News / Middle East

2010: Frustrating Year for Middle East Peace

Palestinian men work on a construction site in the West Bank Jewish settlement of Kiryat Arba, near Hebron, 20 Oct 2010
Palestinian men work on a construction site in the West Bank Jewish settlement of Kiryat Arba, near Hebron, 20 Oct 2010

Multimedia

In 2010, there were some breakthroughs in efforts to bring an end to the Israeli-Palestinian conflict.  But the year ended in frustration, with both sides as far apart as ever on the key issues of borders, Jewish settlements in the Israeli-occupied West Bank and the status of Jerusalem. 

At the end of each year, Imran Akram, a Palestinian farmer near the West Bank city of Nablus, normally picks his olive trees. This year, there's no harvest.

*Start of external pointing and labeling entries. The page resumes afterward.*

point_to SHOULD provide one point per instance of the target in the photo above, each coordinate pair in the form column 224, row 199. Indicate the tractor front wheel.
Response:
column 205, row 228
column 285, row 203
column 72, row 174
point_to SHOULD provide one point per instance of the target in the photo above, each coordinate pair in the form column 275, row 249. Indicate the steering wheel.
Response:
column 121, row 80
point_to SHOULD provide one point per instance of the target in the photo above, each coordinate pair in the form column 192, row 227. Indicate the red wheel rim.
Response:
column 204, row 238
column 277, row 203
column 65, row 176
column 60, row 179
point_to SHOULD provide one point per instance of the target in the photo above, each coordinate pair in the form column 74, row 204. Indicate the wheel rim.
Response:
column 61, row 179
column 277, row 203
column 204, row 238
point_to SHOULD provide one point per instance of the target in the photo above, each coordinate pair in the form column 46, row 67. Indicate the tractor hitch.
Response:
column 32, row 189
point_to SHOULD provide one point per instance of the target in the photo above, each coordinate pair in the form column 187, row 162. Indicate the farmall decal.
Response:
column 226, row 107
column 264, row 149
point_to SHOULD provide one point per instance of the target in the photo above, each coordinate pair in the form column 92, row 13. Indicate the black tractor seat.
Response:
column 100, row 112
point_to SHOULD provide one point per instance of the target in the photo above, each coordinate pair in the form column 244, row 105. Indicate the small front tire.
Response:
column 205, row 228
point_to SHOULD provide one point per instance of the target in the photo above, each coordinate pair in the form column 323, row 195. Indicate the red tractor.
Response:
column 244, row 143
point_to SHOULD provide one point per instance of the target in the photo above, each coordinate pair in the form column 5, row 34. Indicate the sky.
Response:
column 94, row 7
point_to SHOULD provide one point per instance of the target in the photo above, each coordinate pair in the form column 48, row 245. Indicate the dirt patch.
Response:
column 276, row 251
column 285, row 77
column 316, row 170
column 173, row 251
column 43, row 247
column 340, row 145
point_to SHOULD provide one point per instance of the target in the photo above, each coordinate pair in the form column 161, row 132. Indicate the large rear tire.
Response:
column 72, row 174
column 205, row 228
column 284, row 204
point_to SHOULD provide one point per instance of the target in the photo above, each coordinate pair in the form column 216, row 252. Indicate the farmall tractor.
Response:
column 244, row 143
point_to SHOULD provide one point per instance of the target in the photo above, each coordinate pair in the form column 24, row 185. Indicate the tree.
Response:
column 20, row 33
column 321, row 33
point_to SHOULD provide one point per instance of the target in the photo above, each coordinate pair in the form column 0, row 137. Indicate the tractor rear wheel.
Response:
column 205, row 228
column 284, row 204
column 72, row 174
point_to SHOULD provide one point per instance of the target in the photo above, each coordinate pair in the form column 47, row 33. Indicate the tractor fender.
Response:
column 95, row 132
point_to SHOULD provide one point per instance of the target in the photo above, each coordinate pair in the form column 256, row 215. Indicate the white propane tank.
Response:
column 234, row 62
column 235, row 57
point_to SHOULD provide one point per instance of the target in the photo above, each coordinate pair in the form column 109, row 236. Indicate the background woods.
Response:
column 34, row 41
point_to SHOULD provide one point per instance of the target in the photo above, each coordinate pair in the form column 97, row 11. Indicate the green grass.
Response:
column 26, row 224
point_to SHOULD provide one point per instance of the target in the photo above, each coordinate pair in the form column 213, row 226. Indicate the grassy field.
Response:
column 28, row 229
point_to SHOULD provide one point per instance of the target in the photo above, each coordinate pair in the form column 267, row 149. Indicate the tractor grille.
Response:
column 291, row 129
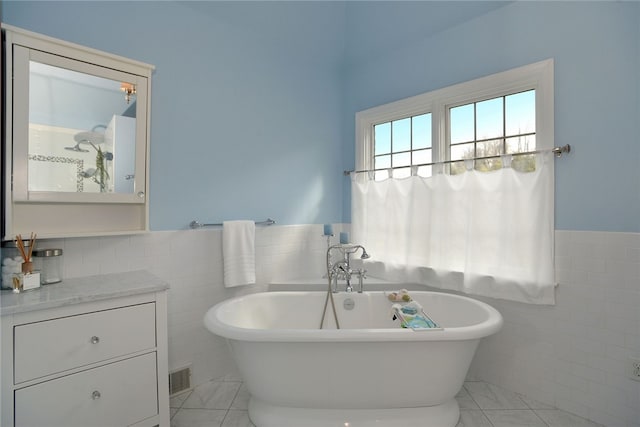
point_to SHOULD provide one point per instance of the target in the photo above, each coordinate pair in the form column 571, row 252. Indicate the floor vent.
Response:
column 179, row 380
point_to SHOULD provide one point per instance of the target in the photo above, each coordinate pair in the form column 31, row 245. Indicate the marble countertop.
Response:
column 80, row 290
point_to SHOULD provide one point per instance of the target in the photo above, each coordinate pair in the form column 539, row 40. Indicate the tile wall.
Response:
column 575, row 355
column 572, row 355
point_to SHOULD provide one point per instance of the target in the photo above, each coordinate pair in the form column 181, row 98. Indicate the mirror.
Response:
column 81, row 132
column 75, row 141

He's trying to save his trees after what he says was an attack by residents of a nearby Jewish settlement.  They cut his trees because - he says - they want to drive him from his land.

For him, 2010 began with the hope that U.S.-brokered peace talks would end the Israeli occupation, but hope faded.

"Before the talks, I had a 40 or 50 percent hope that negotiations would succeed and we would reach peace.  Unfortunately, all these negotiations are a failure," said Akram.

US Mideast envoy George Mitchell (file photo)
US Mideast envoy George Mitchell (file photo)
U.S. efforts to bring Israelis and Palestinians back to the table intensified early in the year as President Obama's special envoy, George Mitchell, shuttled to the region.

In May, the Arab League endorsed indirect talks.  "What we have from the Americans today satisfied our requests and demands and we hope we will watch the deeds and not the words," said Palestinian Chief negotiator Saeb Erekat.

The Palestinians said they would agree to direct talks only if Israel halted settlement building on the occupied West Bank.  The U.S. applied pressure, and Israel declared a 10-month partial freeze on Jewish settlement as a sign of good faith.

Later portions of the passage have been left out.